P.S. - Bovenstaande boekbespreking was reeds geschreven en gereed ter verzending, toen in het Handelsblad van 27 Februari '96 een Ingezonden Stuk verscheen van Mej. C. Alberdingk Thijm, waarin zij, ter verdediging van de uitgave der brieven, schrijft: ‘Het is mogelijk niet alleen, maar zelfs waarschijnlijk, dat de meeste menschen brieven schrijven zonder daarbij te denken, dat zij gepubliceerd zouden kunnen worden; met mijn vader was dit niet het geval. 1o Heeft hij zelf mij opgedragen zijn brieven te publiceeren. 2o Heeft hij mij gezegd en geschreven dat hij zijn brieven met zooveel zorg schreef, dat zij eigenlijk persklaar waren, en dat hij met het oog daarop het onnoodig achtte een boek te schrijven met zijn ideeën.

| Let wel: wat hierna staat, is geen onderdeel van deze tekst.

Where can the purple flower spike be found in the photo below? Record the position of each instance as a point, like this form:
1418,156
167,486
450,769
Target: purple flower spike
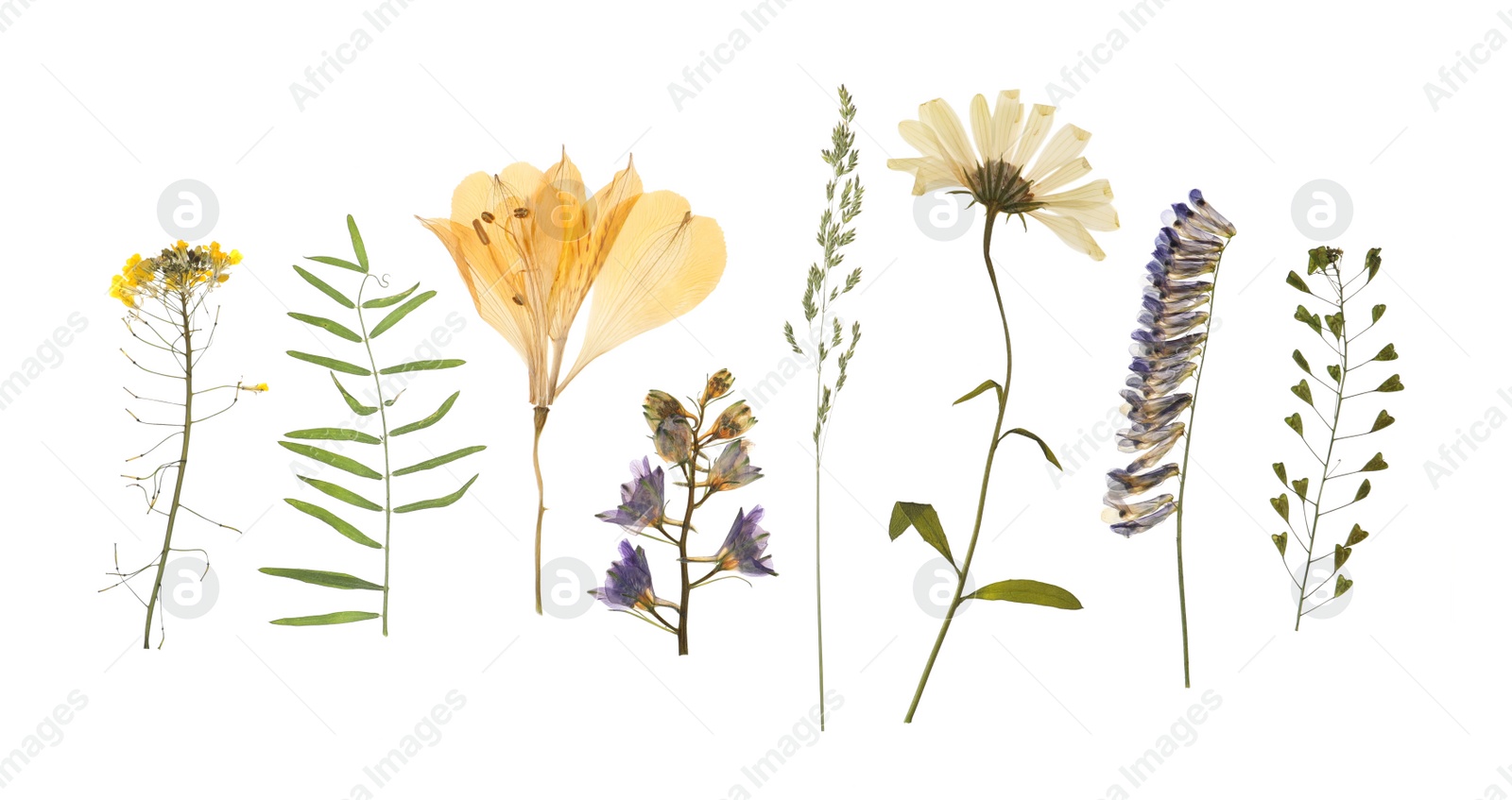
627,584
642,500
745,545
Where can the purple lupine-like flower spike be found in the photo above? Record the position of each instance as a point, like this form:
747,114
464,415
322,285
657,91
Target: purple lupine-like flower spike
627,584
643,500
745,545
1168,349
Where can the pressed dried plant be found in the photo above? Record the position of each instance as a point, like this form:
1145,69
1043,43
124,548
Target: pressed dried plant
1000,178
1171,347
826,334
1328,284
531,247
335,439
165,297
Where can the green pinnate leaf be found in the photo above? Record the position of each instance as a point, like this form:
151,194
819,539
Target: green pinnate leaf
1027,591
330,291
922,519
401,312
321,578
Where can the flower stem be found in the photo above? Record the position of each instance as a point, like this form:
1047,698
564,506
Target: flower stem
541,493
987,472
179,481
387,477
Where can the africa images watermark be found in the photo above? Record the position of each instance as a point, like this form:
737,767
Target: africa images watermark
318,77
696,76
1453,76
1075,77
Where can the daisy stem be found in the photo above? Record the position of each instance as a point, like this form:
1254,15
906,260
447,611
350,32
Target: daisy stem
183,466
541,495
987,470
1181,493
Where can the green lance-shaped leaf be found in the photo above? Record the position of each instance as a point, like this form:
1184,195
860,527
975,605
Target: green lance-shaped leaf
980,389
1027,591
330,291
1340,555
327,326
357,242
1282,505
342,526
919,516
329,619
1045,450
321,578
390,299
340,434
401,312
438,502
1308,318
352,402
428,420
330,364
421,366
1300,360
335,458
438,460
342,493
333,261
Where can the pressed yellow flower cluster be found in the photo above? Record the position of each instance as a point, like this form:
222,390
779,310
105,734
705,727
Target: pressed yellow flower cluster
176,271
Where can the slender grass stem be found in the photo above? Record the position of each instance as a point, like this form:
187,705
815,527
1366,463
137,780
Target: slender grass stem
1181,493
183,468
987,473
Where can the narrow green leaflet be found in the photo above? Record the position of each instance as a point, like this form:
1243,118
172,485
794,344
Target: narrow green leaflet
342,526
352,402
330,291
1027,591
321,578
329,619
330,326
440,460
428,420
420,366
335,458
342,493
390,299
345,434
330,364
921,518
438,502
401,312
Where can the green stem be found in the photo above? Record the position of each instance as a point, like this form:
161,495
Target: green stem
1186,455
179,481
387,478
987,473
541,495
1328,458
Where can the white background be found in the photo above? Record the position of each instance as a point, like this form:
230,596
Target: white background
1403,694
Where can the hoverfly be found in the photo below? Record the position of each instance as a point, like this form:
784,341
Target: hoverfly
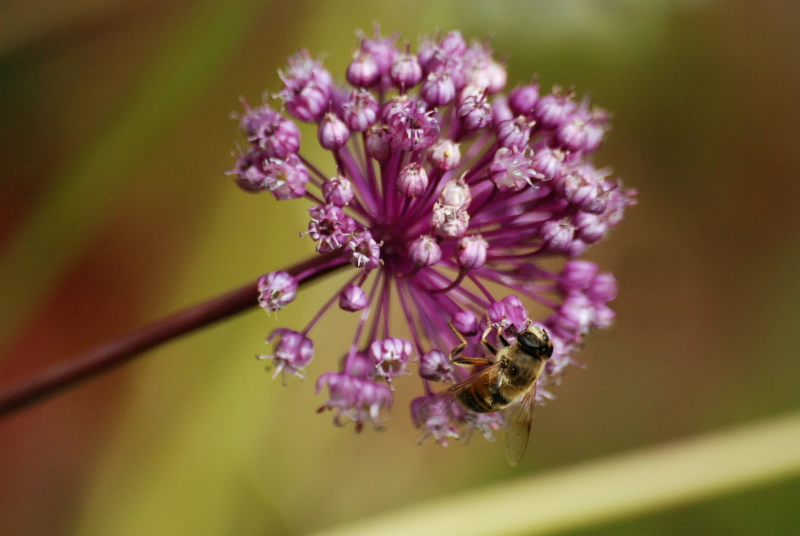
508,383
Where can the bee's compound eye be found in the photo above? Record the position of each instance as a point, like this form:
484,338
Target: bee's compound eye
529,342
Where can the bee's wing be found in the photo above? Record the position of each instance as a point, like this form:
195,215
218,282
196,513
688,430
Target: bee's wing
518,427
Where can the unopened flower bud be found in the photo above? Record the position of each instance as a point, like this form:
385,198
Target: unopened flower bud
436,367
352,298
293,351
445,155
523,99
471,252
474,112
276,290
332,133
412,180
362,71
508,312
390,357
456,194
377,142
557,235
500,110
338,191
405,71
424,252
361,111
466,322
449,222
438,89
514,132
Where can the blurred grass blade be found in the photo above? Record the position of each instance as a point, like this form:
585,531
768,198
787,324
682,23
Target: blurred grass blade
610,489
62,222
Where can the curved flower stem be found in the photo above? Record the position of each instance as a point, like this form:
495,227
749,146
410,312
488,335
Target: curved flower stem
114,353
606,490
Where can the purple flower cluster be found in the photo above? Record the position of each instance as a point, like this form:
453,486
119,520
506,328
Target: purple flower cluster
449,197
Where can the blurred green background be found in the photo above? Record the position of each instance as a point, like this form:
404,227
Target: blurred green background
114,210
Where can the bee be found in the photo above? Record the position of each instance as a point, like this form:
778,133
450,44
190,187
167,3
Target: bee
508,383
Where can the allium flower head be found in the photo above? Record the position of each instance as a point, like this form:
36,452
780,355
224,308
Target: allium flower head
453,207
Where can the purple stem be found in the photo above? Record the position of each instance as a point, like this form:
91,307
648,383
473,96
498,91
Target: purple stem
118,351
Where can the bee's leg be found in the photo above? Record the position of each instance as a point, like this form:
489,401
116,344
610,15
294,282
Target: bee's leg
503,340
460,348
489,346
473,361
462,342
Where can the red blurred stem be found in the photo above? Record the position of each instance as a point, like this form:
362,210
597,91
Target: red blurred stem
118,351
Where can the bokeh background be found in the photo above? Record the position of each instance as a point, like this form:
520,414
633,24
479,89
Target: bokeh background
114,210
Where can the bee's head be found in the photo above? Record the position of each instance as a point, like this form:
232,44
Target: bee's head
535,341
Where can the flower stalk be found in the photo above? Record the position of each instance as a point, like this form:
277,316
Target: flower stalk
114,353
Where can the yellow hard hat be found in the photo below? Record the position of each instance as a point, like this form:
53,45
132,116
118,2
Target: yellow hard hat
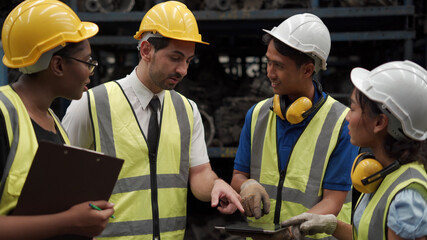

Wat zijne antipathie voor Schiller aangaat, deze was zoo groot, dat hij telkens verzuchtte: “Ik hoop toch nog zoo lang te leven, dat ik een werk tegen Schiller uit kan geven.” | |
[pagina 233]
| |
Deze antipathie was mij, vooral in '65, onbegrijpelijk; toen genoot ik mijn opvoeding aan den Rijn en dweepte met Schiller; om mijn enthousiasme tegen te gaan en een uiting te geven aan eigen overtuiging, noemde hij Schiller: “een ongeloovige filosofaster, zonder humaniteit” enz Ik meende dus, - juist aan zijn wensch - om nog eens in 't publiek zijn afkeer voor dezen dichter te luchten - te voldoen, door dit briefje in den bundel op te nemen.’ Dit werpt op de brieven wel een eenigszins ander licht en vrijwaart de verzamelaarster voor aan- of opmerkingen betreffende de belangrijke uitgave.